Reginald Hollis was born in Bedworth, England, July 18, 1932, the second of four children in a blue-collar family. He served in the Royal Air Force before he went on a scholarship to Selwyn College, Cambridge, where he studied theology. He arrived in Montreal as an exchange student in 1953, where he attended the Montreal Diocesan Theological College at McGill University before being ordained a priest in 1956.
He was a chaplain at McGill and also lectured at the Faculty of Divinity before being named assistant rector at St. Matthias in Westmount. He went on to his own parish, St. Barnabas Church in Montreal's West Island. Elected Lord Bishop of Montreal in 1975, he was made Archbishop of the ecclesiastical province of Canada in 1989.
"He was an evangelical Anglican, very close to the church in England. He was responsible for bringing in a number of priests from England, which was a little shaky thing to do at the time," recalled Michael Pitts, retired dean of the cathedral. "To his credit, he vowed that no Anglican church in the diocese would close, not on his watch."
In 1978, Hollis ordained Lettie James, a clinical psychologist, as the first female priest in the diocese and expelled protesters from the cathedral who objected to the idea of a woman being ordained.
"That was the first time he exercised real authority as a bishop. He ordained me, but then he kind of left me out in limbo," James said. "It was painful at first. He tried to take both sides on a number of issues to be accepted and liked."

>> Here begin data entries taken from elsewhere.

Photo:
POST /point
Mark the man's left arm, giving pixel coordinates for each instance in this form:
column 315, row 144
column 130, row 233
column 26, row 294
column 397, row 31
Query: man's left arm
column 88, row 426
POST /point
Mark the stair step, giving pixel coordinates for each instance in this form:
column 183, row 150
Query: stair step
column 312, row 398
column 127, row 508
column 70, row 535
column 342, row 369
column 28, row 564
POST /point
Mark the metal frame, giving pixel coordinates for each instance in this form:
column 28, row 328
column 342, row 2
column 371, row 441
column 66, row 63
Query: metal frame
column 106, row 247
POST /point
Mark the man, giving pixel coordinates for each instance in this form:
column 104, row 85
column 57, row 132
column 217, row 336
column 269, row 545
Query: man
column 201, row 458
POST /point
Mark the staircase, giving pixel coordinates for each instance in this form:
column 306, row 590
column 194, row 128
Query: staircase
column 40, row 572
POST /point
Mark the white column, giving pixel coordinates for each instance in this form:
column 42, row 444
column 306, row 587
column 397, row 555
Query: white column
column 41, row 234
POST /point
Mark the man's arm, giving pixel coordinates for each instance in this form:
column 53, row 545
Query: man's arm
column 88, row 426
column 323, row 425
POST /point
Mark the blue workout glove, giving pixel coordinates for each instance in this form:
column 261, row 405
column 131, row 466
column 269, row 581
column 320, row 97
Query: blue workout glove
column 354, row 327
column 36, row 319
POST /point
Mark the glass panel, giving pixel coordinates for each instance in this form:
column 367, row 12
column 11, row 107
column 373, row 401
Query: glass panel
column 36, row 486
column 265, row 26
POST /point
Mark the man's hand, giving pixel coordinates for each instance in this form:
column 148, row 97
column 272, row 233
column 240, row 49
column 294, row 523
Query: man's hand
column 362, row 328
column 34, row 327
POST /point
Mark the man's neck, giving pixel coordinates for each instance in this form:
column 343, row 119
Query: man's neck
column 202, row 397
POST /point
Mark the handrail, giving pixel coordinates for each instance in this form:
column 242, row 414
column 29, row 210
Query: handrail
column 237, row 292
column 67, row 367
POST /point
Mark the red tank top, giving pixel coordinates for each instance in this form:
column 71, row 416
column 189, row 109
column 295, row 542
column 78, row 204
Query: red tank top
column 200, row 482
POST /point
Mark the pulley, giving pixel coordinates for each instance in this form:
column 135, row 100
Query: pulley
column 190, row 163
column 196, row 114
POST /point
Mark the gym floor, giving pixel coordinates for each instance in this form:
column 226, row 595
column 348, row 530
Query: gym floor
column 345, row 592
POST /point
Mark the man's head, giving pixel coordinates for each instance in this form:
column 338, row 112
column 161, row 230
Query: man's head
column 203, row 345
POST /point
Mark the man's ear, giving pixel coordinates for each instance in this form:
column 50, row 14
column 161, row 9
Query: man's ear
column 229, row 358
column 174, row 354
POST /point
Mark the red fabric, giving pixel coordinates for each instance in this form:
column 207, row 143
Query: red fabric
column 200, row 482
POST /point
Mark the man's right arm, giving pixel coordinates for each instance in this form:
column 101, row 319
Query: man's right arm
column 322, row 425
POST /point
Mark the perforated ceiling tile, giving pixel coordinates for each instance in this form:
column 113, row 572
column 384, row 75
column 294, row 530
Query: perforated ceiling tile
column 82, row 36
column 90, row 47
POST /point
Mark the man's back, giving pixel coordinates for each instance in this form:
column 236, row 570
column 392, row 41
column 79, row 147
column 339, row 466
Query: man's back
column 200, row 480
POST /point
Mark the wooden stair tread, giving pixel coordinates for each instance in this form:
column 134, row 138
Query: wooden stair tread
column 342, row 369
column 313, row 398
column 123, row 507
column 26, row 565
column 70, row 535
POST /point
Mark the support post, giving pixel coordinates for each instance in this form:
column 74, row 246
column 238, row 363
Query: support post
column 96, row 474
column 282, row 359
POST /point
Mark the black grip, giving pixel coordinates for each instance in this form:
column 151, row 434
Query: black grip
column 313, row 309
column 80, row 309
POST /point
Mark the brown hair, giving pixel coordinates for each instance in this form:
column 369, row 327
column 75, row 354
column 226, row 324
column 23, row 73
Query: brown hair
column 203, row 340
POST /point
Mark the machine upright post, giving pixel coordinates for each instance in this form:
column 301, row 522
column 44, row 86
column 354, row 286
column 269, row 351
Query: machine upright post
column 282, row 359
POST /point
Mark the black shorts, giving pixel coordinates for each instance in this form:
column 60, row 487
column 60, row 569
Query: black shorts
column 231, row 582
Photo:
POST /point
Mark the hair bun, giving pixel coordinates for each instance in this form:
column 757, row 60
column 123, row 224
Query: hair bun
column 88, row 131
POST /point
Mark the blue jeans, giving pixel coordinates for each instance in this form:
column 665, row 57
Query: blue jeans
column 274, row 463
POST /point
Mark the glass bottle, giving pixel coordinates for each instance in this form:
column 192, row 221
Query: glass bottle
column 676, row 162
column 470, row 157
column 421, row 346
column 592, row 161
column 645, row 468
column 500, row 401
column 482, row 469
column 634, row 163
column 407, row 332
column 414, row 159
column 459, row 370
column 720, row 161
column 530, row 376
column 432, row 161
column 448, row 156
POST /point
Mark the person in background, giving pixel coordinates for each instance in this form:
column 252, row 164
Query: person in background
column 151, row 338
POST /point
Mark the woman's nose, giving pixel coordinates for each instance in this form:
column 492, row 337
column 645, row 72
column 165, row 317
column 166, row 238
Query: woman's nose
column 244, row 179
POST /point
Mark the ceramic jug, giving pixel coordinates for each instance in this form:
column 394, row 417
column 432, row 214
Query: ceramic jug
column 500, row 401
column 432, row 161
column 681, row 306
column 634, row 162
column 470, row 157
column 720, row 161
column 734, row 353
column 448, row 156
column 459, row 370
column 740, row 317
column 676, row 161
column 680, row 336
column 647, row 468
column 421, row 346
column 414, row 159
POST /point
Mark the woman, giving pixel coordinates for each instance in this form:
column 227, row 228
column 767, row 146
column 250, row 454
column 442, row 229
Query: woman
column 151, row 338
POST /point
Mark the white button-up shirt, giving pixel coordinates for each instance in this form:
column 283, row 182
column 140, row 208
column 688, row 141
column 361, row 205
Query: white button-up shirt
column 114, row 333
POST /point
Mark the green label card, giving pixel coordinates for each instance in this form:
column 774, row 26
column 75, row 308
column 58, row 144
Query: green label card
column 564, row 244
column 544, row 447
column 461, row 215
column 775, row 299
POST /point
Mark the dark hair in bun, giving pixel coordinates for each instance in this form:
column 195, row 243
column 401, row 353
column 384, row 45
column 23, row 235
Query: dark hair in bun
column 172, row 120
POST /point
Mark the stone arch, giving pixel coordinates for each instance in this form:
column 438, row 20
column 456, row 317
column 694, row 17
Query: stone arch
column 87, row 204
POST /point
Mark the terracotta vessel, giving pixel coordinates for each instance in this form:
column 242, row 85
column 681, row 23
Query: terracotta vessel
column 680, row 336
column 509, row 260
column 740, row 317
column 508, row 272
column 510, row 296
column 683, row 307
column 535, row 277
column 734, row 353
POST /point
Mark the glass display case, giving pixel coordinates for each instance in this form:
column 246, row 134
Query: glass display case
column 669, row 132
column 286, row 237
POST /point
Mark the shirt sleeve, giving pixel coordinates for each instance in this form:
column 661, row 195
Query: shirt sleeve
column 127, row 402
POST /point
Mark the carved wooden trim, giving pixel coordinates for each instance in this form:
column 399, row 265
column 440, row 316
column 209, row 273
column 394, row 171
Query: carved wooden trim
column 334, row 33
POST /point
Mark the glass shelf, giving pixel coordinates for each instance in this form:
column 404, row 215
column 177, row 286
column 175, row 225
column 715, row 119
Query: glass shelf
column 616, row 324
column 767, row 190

Hollis resigned in 1990 to become international director of the Anglican Fellowship of Prayer, a support group to encourage prayer, based in Orlando, Fla., where he also became assistant bishop of the Diocese of Central Florida. Following the removal of a benign brain tumour, he served for several years as rector of St. Paul's in New Smyrna Beach. He retired to Victoria in 1997, but continued to work part time at St. Phillip's in Oak Bay.
"He was a conservative, but he was more liberal on social issues than most people gave him credit for," said his wife, Marcia.
Hollis leaves his wife, a daughter, two sons and six grandchildren.